4. replacementColor (Pixel object). RGB value that will be used to replace all of the pixels

in the similarly-colored region around baseNode.

Pseudocode:

1. Create an empty stack.

2. Put baseNode onto the stack

3. Mark baseNode as seen

4. While the stack is not empty:

5. Get node n from stack.

6. If the color of n is similar to targetColor:

7. Set the color of n to replacementColor.

8. Define the west node.

9. If the west node is within the image bounds and hasn’t been seen

Put west node onto the stack.

Mark west node as seen

10. Repeat step #9 with the east node, south node, and north node.

Notes:

North node = pixel location in image directly above node n.

South node = pixel location in image directly below node n.

West node = pixel location in image directly to left of node n.

East node = pixel location in image directly to right of node n.
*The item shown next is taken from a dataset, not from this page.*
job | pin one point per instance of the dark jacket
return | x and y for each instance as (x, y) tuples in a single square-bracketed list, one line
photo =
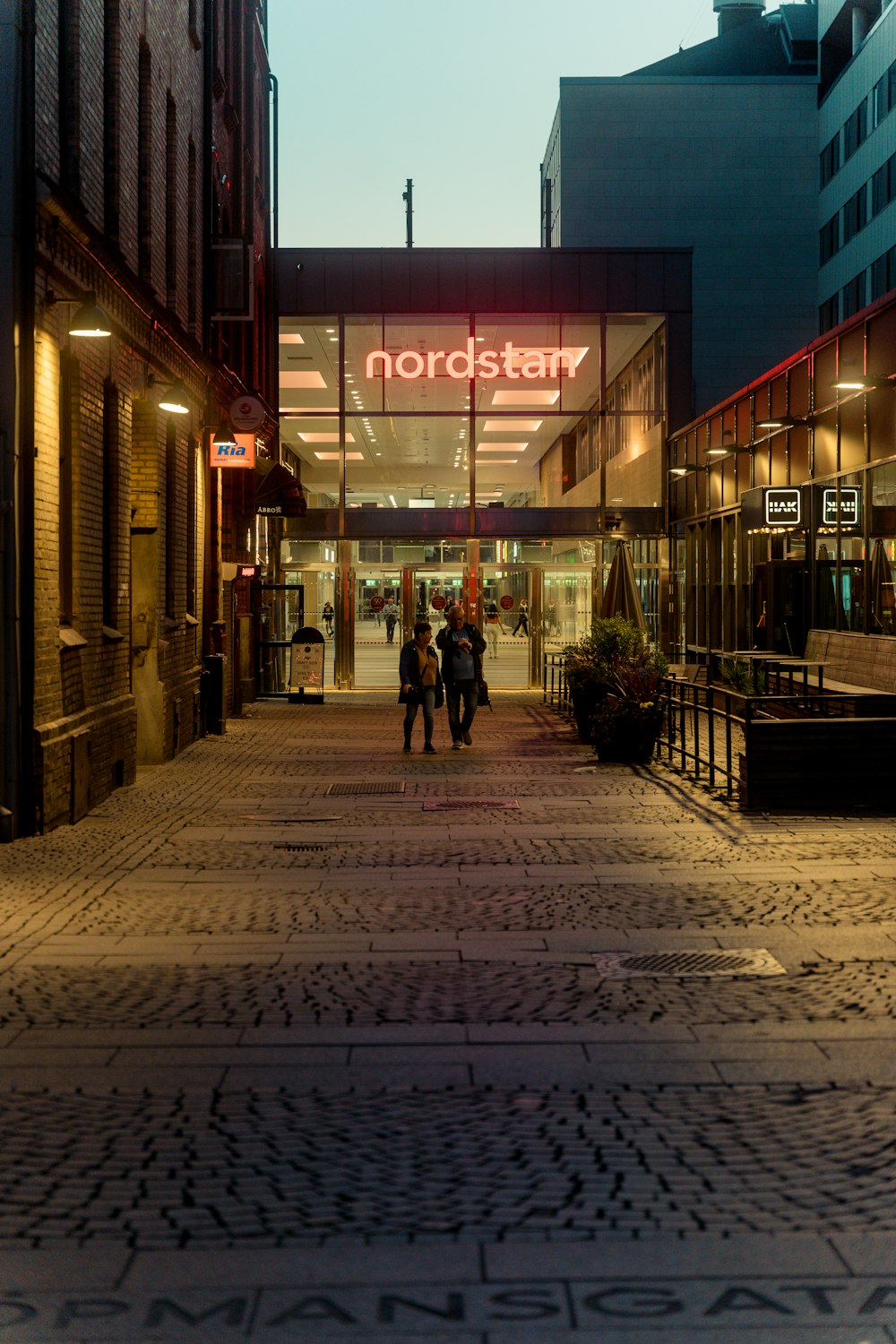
[(449, 650), (409, 669)]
The way I suggest you keep track of whether or not a node has been “seen” is to use a matrix of

zeros and ones whose width and height are the same as the image’s width and height. A zero at a

pixel location (x,y) means the pixel has not been seen yet. A one at a pixel location (x,y) means

the pixel has been seen already. At the start of the flood fill code, you want the matrix to be

filled with zeros because none of the pixels have been seen. In the starter code, a matrix of all

zeros called pixelSeen has already been initialized for you.